The soil was sampled in October 2002, approximately one week before sewage sludge application and one month before planting. The samples were collected at 0–20 and 20–40 cm deep, dried in a forced air oven at 40 oC, sieved with a 2-mm mesh nylon sieve, and stored in polyethylene bags. Maize leaves were sampled for plant nutritional evaluation. They were lightly rinsed with a neutral detergent and distilled water, dried in a forced air oven at 70°C, ground in a Wiley stainless steel mill, and sieved with a 1-mm nylon sieve. After harvesting in April 2003, the maize grains were also dried and ground.

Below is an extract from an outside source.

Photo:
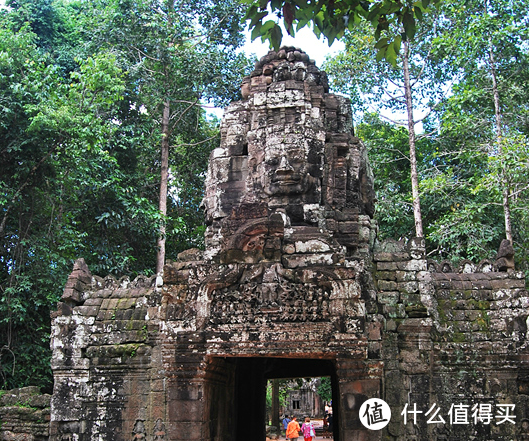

Ground grain samples were stored at room temperature in acid-washed polyethylene containers.
2.2 Analytical Determinations
Regarding the build-up of some metals observed in the 0–20 cm surface layer (Silva et al. 2006), a sequential extraction method (Wasserman et al. 2005) was used to determine metal associations in soil. The following phases were obtained: exchangeable + carbonate (P1), Fe-Mn oxide-bound (P2), organic-bound (P3), Al oxide + strong Fe-Mn oxide-bound + organic recalcitrant (P4). The residual phase was made up of the unavailable Phase (P5).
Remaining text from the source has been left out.